For a while now, companies like OpenAI and Google have been touting advanced "reasoning" capabilities as the next big step in their latest artificial intelligence models. Now, though, a new study from six Apple engineers shows that the mathematical "reasoning" displayed by advanced large language models can be extremely brittle and unreliable in the face of seemingly trivial changes to common benchmark problems.
The fragility highlighted in these new results helps support previous research suggesting that LLMs use of probabilistic pattern matching is missing the formal understanding of underlying concepts needed for truly reliable mathematical reasoning capabilities. "Current LLMs are not capable of genuine logical reasoning," the researchers hypothesize based on these results. "Instead, they attempt to replicate the reasoning steps observed in their training data."

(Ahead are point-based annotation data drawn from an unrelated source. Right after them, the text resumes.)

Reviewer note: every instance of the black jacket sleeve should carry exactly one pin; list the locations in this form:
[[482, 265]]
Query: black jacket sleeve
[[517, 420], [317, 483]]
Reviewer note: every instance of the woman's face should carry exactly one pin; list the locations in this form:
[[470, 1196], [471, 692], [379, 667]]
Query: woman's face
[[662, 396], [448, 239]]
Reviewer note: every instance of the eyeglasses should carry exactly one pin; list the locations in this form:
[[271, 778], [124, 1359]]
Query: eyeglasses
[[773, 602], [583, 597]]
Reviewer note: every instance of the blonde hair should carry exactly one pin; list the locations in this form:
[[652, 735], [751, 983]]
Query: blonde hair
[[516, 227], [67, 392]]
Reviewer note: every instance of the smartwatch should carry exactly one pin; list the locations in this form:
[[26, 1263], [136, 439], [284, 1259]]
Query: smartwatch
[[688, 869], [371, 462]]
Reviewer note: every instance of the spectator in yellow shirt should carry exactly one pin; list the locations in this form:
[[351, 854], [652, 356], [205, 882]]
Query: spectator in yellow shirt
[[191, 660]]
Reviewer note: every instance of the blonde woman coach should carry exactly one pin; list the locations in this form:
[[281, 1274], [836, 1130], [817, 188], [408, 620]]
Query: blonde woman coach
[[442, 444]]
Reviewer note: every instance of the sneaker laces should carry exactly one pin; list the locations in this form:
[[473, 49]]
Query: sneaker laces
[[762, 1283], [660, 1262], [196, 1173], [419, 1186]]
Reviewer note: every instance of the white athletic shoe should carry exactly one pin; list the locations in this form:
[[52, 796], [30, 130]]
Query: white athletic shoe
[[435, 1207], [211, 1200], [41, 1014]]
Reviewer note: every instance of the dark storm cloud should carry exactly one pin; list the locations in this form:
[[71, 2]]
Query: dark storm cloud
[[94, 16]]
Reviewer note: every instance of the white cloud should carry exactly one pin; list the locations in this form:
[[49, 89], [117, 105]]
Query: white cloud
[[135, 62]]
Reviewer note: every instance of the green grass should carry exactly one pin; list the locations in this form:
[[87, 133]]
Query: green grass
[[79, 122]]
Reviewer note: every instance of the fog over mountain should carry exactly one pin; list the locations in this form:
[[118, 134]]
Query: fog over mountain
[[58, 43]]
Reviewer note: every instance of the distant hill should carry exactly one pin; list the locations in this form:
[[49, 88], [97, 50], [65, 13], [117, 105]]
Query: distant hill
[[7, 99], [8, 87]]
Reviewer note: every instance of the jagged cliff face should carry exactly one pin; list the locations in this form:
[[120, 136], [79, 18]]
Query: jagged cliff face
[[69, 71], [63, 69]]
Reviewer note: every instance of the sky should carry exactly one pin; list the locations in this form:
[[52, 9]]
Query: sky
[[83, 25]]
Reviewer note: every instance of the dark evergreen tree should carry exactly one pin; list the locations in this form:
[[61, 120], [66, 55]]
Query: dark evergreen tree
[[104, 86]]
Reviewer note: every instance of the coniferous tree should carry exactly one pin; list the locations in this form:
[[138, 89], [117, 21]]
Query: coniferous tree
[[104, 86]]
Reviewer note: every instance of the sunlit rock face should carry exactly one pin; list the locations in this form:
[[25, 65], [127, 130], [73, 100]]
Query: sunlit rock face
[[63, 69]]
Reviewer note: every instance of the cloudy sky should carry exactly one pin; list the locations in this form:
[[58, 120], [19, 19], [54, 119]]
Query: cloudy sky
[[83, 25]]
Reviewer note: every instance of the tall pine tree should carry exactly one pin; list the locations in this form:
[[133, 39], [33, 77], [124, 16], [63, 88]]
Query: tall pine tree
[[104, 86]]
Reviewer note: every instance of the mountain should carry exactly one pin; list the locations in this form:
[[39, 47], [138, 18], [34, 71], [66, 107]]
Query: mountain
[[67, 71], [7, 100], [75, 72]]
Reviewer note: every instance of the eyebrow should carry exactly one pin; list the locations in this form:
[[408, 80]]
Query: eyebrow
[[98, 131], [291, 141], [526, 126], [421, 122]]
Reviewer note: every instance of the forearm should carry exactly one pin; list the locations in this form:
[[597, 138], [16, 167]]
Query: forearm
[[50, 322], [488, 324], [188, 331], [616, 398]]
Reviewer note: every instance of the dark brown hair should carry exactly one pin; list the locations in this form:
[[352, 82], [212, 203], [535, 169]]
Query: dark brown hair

In "GSM-Symbolic: Understanding the Limitations of Mathematical Reasoning in Large Language Models"—currently available as a pre-print paper—the six Apple researchers start with GSM8K's standardized set of over 8,000 grade-school level mathematical word problems, which is often used as a benchmark for modern LLMs' complex reasoning capabilities. They then take the novel approach of modifying a portion of that testing set to dynamically replace certain names and numbers with new values—so a question about Sophie getting 31 building blocks for her nephew in GSM8K could become a question about Bill getting 19 building blocks for his brother in the new GSM-Symbolic evaluation.